Future growth of medical cannabis markets depends on how the legalization laws unfold in each state. Illinois is home to a major metropolis and would seem like a large market for medical cannabis. But the requirements to obtain a medical marijuana card are so stringent that, compared to other markets, it produces less revenue for businesses and the state. By contrast, Nevada’s medical program takes doctor recommendations from any state, which works particularly well for patient access and tax revenue because of the state’s tourism.
Kovacevich notes that not all electoral defeats should be taken as a bad sign. A 2015 medical marijuana initiative in Ohio (Issue 3) was shot down, but he points out that the law was written in a way that would only benefit a specific set of groups, creating an oligopoly. “We can predict how big of a market it will be. You really have to look at how the bill is written,” he says. (As of June 2016, some forms of medical marijuana were legalized in Ohio under House Bill 523).

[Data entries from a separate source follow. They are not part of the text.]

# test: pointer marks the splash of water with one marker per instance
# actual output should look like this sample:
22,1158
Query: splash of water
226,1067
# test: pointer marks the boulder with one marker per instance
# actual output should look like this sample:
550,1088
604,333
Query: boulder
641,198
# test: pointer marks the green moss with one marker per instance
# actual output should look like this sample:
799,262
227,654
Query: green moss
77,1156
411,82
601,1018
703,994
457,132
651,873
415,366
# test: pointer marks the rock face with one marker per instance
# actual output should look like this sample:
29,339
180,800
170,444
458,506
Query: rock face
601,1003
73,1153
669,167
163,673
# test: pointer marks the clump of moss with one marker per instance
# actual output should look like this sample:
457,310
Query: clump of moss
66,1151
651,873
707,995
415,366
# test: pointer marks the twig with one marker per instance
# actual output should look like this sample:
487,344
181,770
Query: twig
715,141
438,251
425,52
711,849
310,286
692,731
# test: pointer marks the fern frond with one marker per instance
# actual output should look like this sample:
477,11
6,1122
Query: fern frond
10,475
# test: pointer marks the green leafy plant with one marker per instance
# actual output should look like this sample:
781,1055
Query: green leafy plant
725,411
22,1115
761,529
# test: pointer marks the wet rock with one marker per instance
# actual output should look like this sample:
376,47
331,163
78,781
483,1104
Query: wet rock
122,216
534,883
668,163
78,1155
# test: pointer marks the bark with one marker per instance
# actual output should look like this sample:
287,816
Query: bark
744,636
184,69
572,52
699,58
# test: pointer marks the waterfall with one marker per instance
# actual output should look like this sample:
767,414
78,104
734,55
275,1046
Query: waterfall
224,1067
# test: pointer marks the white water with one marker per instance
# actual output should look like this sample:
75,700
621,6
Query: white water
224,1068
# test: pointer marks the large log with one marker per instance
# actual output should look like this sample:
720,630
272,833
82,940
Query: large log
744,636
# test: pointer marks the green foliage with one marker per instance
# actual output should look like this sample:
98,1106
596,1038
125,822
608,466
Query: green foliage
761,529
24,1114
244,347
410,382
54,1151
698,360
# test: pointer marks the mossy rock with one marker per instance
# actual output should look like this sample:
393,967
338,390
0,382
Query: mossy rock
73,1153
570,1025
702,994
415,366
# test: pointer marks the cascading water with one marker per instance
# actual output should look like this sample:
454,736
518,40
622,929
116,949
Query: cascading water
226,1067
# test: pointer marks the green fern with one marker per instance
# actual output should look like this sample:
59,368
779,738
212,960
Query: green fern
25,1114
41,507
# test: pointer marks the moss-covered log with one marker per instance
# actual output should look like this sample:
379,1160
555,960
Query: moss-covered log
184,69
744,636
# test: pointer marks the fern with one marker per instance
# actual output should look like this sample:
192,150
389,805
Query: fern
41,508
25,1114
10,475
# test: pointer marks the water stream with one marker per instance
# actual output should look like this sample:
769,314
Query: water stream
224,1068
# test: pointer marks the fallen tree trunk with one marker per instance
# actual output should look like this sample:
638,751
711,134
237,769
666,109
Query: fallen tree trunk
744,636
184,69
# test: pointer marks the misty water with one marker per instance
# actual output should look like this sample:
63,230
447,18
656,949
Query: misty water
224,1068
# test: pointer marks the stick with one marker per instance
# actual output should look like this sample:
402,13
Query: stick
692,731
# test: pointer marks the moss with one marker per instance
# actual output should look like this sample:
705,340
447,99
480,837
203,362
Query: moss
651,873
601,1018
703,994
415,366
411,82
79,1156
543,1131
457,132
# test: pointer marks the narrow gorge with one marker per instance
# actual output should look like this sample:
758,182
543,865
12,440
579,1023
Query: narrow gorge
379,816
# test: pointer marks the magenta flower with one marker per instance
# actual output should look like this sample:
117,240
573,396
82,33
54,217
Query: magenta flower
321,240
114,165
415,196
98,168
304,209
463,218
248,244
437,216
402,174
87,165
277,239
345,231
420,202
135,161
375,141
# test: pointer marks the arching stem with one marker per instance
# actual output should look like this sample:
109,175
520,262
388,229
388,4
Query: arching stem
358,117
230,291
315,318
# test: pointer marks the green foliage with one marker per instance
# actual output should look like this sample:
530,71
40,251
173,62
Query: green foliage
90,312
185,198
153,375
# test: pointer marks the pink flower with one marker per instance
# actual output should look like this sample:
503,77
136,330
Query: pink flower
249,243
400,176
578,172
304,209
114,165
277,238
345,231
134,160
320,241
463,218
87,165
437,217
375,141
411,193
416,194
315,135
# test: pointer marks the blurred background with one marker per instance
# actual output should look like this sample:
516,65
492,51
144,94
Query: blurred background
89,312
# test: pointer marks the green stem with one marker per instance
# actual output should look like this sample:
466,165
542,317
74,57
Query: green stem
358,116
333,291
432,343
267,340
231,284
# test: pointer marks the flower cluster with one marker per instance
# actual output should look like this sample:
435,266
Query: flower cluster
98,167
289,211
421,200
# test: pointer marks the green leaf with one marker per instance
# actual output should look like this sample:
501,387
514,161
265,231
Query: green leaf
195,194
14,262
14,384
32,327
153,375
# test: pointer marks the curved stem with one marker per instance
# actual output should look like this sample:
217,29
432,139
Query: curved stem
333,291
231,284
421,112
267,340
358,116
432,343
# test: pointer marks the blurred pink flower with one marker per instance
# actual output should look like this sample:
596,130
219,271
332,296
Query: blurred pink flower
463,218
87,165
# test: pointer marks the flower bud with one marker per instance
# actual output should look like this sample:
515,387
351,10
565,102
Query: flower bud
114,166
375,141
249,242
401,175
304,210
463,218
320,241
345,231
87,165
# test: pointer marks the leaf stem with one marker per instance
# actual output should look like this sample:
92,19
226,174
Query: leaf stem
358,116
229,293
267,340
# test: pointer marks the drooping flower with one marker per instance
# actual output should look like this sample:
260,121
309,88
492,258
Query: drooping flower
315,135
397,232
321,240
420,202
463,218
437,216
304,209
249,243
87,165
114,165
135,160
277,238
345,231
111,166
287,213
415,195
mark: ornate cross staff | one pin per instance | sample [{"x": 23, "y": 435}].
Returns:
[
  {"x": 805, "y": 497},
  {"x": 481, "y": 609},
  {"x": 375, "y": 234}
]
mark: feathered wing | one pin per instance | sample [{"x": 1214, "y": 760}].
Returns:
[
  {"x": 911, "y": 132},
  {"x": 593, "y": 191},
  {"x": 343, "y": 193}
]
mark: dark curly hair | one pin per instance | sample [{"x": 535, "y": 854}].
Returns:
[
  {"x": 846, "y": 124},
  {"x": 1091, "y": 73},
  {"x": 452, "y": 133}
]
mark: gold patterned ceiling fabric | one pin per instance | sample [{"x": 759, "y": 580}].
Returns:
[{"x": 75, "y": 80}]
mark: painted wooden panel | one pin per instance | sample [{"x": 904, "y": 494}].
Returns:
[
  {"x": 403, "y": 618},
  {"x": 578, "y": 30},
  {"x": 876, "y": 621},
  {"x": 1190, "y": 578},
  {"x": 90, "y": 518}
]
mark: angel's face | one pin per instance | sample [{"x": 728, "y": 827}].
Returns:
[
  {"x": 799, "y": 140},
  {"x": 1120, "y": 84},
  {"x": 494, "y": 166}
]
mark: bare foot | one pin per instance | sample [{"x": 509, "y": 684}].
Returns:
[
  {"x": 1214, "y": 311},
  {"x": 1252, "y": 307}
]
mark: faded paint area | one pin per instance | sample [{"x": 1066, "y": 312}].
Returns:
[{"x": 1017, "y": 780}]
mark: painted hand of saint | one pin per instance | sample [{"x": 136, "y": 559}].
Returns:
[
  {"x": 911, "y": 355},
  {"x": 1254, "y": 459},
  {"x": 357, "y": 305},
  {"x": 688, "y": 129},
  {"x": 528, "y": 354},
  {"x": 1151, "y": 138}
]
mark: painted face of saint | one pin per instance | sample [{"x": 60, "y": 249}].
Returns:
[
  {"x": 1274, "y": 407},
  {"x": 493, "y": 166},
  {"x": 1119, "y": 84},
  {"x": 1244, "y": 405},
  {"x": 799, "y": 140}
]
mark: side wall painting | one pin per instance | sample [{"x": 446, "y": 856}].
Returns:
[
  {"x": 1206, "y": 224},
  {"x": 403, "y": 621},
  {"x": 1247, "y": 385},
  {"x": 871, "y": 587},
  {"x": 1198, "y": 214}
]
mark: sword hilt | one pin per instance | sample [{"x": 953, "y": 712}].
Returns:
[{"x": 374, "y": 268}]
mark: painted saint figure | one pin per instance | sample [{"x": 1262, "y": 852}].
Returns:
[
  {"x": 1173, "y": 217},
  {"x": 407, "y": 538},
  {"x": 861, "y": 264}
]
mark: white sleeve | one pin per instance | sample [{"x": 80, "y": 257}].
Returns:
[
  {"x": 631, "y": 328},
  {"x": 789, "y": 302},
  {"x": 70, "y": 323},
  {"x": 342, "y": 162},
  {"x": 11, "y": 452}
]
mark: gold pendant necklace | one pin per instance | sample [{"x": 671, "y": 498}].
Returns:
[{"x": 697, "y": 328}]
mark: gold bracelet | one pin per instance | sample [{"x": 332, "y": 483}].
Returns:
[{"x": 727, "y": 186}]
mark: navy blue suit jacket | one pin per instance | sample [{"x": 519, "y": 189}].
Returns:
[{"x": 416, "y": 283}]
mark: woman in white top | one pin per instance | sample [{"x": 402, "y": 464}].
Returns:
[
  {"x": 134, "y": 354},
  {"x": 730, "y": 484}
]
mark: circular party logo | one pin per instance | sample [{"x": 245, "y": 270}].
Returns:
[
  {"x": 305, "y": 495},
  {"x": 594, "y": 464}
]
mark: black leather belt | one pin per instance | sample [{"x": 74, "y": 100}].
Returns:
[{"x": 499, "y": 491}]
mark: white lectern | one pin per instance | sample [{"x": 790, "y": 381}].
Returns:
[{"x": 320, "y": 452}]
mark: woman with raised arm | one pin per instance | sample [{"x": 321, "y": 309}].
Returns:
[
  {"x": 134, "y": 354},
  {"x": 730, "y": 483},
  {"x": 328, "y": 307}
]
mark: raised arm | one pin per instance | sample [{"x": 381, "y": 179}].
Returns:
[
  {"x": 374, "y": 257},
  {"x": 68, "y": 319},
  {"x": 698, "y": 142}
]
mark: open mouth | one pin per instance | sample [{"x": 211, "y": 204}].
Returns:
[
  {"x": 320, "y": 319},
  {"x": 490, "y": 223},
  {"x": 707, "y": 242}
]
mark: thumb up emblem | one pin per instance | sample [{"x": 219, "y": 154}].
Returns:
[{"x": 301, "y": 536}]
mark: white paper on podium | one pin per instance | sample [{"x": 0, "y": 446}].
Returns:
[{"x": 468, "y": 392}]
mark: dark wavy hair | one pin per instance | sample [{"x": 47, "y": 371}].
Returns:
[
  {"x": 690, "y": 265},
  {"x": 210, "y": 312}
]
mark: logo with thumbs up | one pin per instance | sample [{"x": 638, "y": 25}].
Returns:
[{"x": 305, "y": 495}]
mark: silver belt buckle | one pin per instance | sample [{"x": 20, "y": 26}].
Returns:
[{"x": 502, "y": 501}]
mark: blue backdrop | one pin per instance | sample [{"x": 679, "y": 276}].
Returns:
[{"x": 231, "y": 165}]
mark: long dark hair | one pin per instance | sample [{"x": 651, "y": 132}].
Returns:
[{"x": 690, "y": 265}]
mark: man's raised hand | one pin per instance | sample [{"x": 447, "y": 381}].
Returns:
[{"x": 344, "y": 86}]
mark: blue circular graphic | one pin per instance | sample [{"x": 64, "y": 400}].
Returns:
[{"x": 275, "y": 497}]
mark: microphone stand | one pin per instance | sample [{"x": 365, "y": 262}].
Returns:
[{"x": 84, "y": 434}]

Though not enforced yet, California’s recent Medical Marijuana Regulation and Safety Act mandates that distributors and transporters obtain licenses as well, opening the door for third-party logistics providers to get involved in the cannabis business. This could potentially bring more efficiency (and product choice) to the market.
Looking ahead, packaging suppliers are hoping to differentiate themselves by developing new cannabis-specific products while navigating the ever-changing regulations. Like any industry, customer service plays a big role in attracting and keeping business. “Ultimately, it’s about providing our customers with compliant solutions that meet their budget, while optimizing their ability to market their brand,” Kovacevich says.